Back in the truck, Nico kept us alert by spinning yarns about his hometown. “Most people have probably heard the standard shit the surf media pumps out,” he said languidly. “All that stuff about icebergs and month long flat spells and occasionally epic surf. But the characters in the water are what really make the place interesting. You wouldn’t believe some of the guys we’ve got. Ex-hockey stars, musicians, writers, trailer park boys, rich city kids, surf bums, drug dealers, bootleggers. A 65-year-old man who lives in a bread truck. Oh, and the 827, our version of the Hui. You take ’um all out of the water for three weeks, throw in some fog, add a few bootlegged beers, and that’s pretty much our average month. It can get crazy.”
Nico’s descriptions populated our imaginations as the road scrolled past us for hours, a shining river pulling us south. We doggedly drove through a steady tirade of angry weather—it seemed we’d never shake the vile stuff. But in the afternoon, the system cleared, and by the time we arrived at a point Nico simply called “Rights,” we were wriggling in our seats with anticipation. The breeze blew lightly offshore, and though the sky remained grey and the air chilled, we saw clean lines of tropical groundswell sweeping past us and steaming down the sweetest corner of coastline we’d encountered yet.

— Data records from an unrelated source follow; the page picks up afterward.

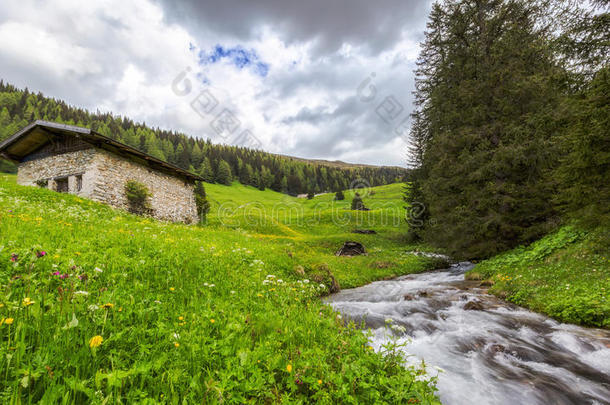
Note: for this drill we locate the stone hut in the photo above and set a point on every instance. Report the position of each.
(79, 161)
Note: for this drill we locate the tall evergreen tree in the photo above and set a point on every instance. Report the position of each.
(223, 174)
(485, 95)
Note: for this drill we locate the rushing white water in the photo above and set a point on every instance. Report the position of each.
(497, 354)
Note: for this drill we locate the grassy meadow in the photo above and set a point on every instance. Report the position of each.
(565, 275)
(100, 306)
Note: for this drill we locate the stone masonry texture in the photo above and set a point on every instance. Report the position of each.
(102, 176)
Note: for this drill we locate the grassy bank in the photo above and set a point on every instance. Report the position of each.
(565, 275)
(99, 306)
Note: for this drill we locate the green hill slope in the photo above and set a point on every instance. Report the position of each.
(99, 306)
(565, 275)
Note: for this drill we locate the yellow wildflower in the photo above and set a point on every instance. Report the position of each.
(95, 341)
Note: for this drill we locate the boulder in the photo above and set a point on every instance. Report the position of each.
(474, 306)
(351, 249)
(364, 231)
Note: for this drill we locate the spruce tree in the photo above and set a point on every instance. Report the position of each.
(223, 174)
(485, 96)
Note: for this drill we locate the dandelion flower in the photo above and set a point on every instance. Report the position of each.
(96, 341)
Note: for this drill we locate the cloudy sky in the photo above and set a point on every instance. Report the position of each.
(316, 79)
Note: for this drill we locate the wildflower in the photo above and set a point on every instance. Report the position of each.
(95, 341)
(27, 302)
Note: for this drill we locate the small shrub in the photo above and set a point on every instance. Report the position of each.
(138, 197)
(357, 203)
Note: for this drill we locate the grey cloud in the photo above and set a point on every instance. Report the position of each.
(375, 24)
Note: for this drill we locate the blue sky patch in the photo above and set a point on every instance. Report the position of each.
(238, 56)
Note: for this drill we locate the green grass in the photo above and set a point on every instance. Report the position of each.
(565, 275)
(184, 312)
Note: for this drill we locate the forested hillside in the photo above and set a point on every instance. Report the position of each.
(511, 135)
(215, 163)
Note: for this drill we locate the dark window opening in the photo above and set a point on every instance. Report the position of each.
(79, 182)
(61, 185)
(42, 183)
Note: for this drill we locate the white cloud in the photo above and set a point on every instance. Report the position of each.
(123, 57)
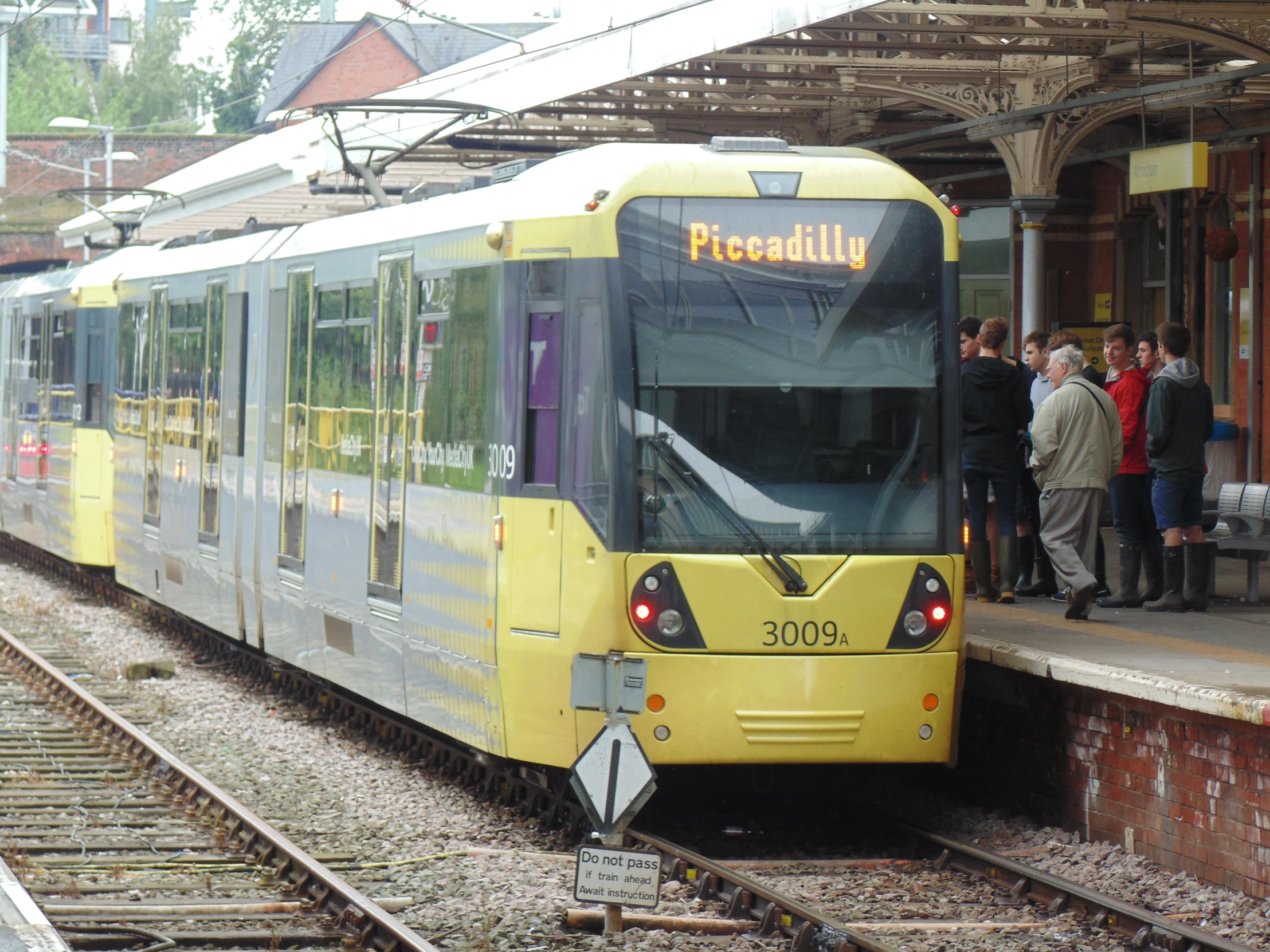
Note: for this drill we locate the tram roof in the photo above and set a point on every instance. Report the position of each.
(831, 73)
(562, 60)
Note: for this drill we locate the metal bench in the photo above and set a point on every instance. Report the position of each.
(1242, 530)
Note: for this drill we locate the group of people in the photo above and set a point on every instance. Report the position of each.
(1052, 438)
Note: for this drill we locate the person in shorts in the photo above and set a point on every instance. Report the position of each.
(1033, 559)
(969, 332)
(1179, 423)
(1149, 353)
(1130, 490)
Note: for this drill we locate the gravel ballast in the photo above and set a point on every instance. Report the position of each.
(483, 876)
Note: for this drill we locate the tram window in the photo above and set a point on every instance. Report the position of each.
(131, 369)
(356, 400)
(592, 427)
(434, 295)
(390, 447)
(155, 389)
(327, 443)
(62, 368)
(295, 444)
(448, 428)
(185, 367)
(546, 280)
(209, 512)
(786, 357)
(95, 377)
(28, 367)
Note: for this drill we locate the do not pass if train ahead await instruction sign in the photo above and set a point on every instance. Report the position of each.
(618, 876)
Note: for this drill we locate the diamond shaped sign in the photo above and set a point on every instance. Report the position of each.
(613, 778)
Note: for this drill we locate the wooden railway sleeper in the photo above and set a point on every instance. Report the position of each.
(708, 886)
(771, 922)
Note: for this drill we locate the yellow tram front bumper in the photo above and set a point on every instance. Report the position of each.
(795, 709)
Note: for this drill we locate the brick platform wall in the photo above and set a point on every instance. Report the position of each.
(1195, 789)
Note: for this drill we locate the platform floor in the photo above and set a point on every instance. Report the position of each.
(1216, 662)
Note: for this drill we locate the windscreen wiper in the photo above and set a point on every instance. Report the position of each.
(739, 524)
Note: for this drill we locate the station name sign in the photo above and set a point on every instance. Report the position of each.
(806, 244)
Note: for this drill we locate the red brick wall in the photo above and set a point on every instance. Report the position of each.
(31, 247)
(1195, 789)
(362, 69)
(159, 155)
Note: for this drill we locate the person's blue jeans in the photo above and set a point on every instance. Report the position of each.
(1131, 507)
(1005, 488)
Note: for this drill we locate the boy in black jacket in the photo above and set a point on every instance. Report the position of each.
(1179, 423)
(995, 410)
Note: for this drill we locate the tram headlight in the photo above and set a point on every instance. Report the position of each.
(915, 624)
(669, 622)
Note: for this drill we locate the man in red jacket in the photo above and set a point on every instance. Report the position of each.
(1130, 490)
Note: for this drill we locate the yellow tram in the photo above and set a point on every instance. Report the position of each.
(696, 404)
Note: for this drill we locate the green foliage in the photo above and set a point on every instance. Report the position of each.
(42, 85)
(154, 93)
(261, 27)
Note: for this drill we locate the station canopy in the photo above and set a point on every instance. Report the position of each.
(978, 89)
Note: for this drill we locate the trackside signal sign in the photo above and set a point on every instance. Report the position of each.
(618, 876)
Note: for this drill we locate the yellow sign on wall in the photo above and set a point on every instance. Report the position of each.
(1103, 309)
(1091, 345)
(1167, 168)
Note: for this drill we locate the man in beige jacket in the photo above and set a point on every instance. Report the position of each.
(1076, 449)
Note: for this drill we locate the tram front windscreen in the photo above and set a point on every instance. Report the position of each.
(786, 372)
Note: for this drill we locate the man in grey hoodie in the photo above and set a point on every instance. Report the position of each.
(1179, 423)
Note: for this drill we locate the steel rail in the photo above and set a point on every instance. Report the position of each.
(1149, 930)
(775, 912)
(522, 786)
(356, 915)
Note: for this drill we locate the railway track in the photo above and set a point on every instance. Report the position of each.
(754, 904)
(746, 903)
(122, 843)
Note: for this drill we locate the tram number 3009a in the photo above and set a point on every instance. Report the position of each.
(808, 635)
(502, 461)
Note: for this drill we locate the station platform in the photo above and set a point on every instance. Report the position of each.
(1216, 662)
(22, 925)
(1138, 727)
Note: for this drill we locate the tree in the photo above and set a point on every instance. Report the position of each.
(155, 93)
(42, 85)
(261, 27)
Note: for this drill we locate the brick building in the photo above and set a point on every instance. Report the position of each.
(320, 62)
(31, 207)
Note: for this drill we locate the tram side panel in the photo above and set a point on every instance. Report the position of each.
(461, 427)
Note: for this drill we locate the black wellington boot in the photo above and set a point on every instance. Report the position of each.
(1026, 561)
(1131, 565)
(1195, 592)
(1008, 550)
(1154, 569)
(981, 560)
(1100, 568)
(1045, 582)
(1175, 578)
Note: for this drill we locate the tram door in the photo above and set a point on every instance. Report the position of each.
(210, 494)
(13, 438)
(155, 402)
(539, 528)
(390, 366)
(295, 439)
(46, 396)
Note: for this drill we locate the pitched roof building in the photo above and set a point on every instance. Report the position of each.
(320, 62)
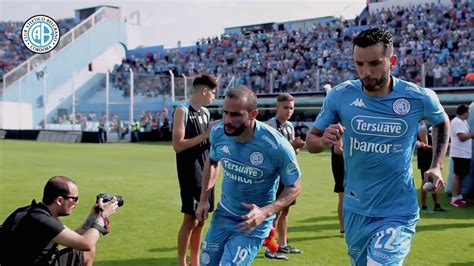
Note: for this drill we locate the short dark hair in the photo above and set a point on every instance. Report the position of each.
(55, 187)
(204, 81)
(374, 36)
(285, 97)
(242, 92)
(462, 109)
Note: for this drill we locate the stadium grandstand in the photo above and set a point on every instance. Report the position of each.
(114, 83)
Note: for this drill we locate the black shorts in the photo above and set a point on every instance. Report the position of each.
(190, 200)
(70, 257)
(337, 165)
(462, 166)
(280, 189)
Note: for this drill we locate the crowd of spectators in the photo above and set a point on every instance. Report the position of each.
(437, 36)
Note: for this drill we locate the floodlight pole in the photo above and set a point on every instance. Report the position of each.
(185, 87)
(73, 99)
(19, 101)
(45, 101)
(132, 85)
(172, 85)
(107, 98)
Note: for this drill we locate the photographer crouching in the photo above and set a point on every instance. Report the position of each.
(31, 234)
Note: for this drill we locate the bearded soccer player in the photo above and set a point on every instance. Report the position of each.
(379, 115)
(254, 158)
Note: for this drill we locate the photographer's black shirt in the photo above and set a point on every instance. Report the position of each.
(190, 162)
(32, 238)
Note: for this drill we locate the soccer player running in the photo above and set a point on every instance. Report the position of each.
(191, 128)
(379, 116)
(285, 107)
(254, 158)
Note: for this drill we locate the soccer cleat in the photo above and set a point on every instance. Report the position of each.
(459, 203)
(270, 242)
(275, 255)
(425, 209)
(438, 208)
(289, 250)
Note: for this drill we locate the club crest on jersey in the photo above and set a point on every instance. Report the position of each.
(401, 106)
(225, 149)
(256, 158)
(291, 169)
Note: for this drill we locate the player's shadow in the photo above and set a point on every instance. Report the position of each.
(141, 262)
(313, 227)
(318, 219)
(311, 238)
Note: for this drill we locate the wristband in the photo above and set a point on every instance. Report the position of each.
(88, 223)
(101, 225)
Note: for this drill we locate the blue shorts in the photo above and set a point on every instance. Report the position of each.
(225, 244)
(378, 240)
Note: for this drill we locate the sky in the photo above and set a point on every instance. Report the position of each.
(165, 22)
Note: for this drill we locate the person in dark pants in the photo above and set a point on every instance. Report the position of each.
(191, 128)
(101, 133)
(33, 239)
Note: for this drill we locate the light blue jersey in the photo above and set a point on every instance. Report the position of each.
(379, 139)
(252, 169)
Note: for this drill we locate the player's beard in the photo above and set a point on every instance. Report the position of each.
(377, 84)
(237, 132)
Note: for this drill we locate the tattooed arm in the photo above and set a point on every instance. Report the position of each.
(440, 135)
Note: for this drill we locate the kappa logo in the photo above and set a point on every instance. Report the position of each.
(358, 102)
(256, 158)
(40, 34)
(225, 149)
(291, 169)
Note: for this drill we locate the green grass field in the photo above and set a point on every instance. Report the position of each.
(144, 230)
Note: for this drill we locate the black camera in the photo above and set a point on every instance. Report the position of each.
(106, 197)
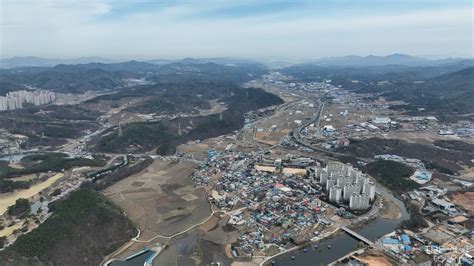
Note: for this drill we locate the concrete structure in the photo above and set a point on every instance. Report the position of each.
(15, 99)
(344, 183)
(335, 193)
(359, 201)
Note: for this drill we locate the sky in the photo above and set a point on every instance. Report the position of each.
(260, 29)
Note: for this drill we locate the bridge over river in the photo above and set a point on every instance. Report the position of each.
(357, 235)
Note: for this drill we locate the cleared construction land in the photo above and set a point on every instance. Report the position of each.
(161, 200)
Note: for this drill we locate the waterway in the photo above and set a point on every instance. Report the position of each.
(134, 261)
(342, 243)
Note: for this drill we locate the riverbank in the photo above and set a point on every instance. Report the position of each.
(8, 199)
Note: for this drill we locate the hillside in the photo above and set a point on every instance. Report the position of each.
(82, 229)
(101, 76)
(145, 136)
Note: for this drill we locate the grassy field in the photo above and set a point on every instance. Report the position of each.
(393, 175)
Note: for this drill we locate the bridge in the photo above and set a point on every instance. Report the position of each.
(357, 235)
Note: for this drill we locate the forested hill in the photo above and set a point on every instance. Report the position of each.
(100, 76)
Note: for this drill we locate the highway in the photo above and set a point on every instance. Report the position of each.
(296, 133)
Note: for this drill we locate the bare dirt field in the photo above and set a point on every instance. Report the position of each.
(374, 260)
(161, 200)
(7, 199)
(390, 210)
(465, 200)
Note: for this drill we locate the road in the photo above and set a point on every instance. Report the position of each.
(296, 133)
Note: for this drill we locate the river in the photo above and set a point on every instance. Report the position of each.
(342, 243)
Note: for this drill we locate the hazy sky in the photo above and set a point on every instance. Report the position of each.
(140, 29)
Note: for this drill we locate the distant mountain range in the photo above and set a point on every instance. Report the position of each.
(344, 61)
(394, 59)
(26, 61)
(30, 61)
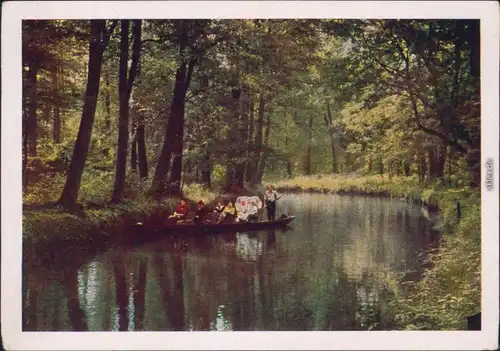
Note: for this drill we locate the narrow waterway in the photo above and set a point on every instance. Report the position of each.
(326, 273)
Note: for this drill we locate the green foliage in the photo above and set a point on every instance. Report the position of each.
(450, 290)
(450, 287)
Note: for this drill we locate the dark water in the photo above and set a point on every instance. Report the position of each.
(324, 274)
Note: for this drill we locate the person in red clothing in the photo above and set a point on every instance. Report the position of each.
(181, 212)
(200, 213)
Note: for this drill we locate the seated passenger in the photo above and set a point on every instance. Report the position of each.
(229, 213)
(181, 212)
(200, 213)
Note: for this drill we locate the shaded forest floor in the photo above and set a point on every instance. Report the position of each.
(52, 234)
(450, 288)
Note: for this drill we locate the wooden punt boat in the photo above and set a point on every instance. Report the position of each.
(218, 227)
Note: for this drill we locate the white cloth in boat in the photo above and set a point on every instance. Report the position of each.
(247, 206)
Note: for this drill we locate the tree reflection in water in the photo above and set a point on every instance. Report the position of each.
(325, 274)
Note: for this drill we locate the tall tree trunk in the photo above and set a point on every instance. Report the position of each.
(133, 152)
(140, 295)
(107, 101)
(56, 126)
(174, 182)
(97, 45)
(141, 147)
(174, 132)
(329, 124)
(206, 170)
(263, 159)
(121, 292)
(32, 106)
(235, 172)
(309, 149)
(422, 167)
(380, 166)
(125, 85)
(288, 161)
(121, 154)
(250, 151)
(133, 141)
(259, 127)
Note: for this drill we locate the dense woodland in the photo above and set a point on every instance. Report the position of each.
(111, 104)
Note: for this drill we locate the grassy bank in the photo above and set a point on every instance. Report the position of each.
(450, 288)
(47, 229)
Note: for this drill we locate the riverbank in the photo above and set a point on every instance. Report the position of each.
(51, 235)
(450, 287)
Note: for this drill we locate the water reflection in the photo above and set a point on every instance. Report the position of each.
(325, 274)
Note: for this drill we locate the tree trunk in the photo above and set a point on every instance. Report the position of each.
(309, 149)
(251, 151)
(263, 160)
(125, 85)
(380, 166)
(141, 147)
(32, 108)
(121, 292)
(107, 101)
(407, 168)
(56, 126)
(133, 152)
(140, 295)
(121, 154)
(235, 172)
(173, 141)
(69, 195)
(206, 170)
(329, 124)
(259, 128)
(177, 117)
(288, 161)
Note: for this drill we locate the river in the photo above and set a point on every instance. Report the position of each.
(326, 273)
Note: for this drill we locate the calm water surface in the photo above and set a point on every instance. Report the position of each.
(324, 274)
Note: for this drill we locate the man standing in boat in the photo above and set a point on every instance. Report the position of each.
(270, 198)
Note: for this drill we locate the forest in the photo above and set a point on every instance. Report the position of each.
(228, 103)
(135, 112)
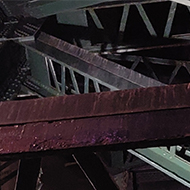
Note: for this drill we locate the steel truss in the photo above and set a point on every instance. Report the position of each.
(62, 75)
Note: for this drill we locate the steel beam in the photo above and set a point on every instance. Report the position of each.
(104, 120)
(41, 9)
(111, 73)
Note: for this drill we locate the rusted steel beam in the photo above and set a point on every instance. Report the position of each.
(124, 119)
(95, 104)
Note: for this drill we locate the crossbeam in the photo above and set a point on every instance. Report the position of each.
(106, 120)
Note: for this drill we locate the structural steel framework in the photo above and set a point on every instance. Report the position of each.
(97, 46)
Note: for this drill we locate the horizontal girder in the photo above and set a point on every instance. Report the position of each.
(104, 120)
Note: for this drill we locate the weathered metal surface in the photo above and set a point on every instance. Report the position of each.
(41, 9)
(119, 131)
(103, 70)
(95, 104)
(95, 120)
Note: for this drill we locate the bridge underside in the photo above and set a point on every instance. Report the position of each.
(120, 73)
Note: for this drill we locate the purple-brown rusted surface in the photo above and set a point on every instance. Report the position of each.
(129, 119)
(95, 104)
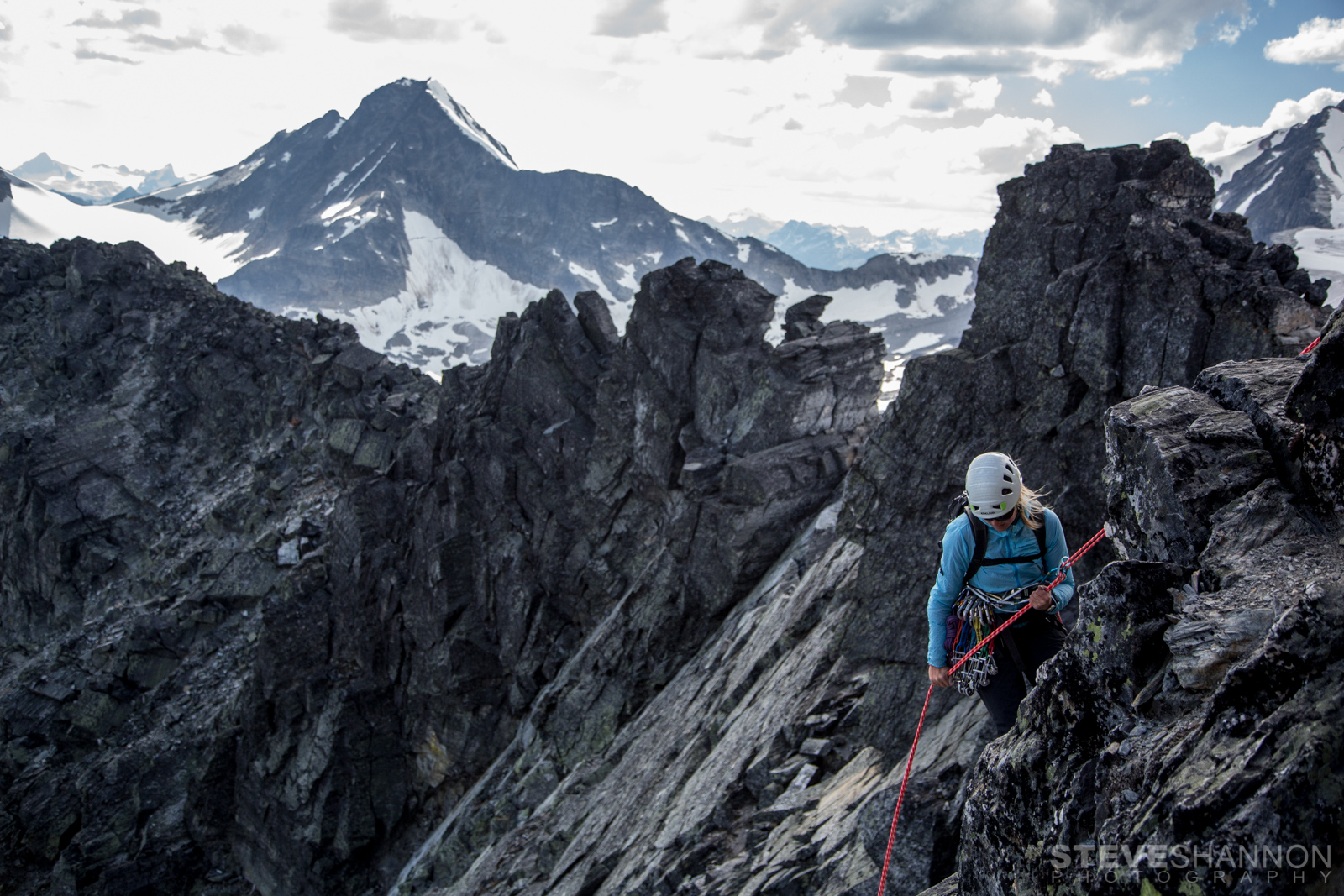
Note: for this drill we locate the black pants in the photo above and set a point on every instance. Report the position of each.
(1037, 641)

And as we ran over the cobblestones to the top of the headland, I pinched myself, unable to shake the feeling that I’d fallen asleep somewhere—in the truck, perhaps, as it navigated a rutted dirt track. I worried that this frosty La Libertad—this speeding replica of an El Salvadorian classic—was simply an idealized apparition of my dreams, conveniently conjured without the drawbacks of political strife, razor-sharp barnacles and banditos. But as I watched Nico stroke into the first set of our marathon session, I knew the wave was real, and we surfed until the wind turned again and blew the place to ribbons, reveling in the soft landing we’d finally found at the end of a long and jagged ride.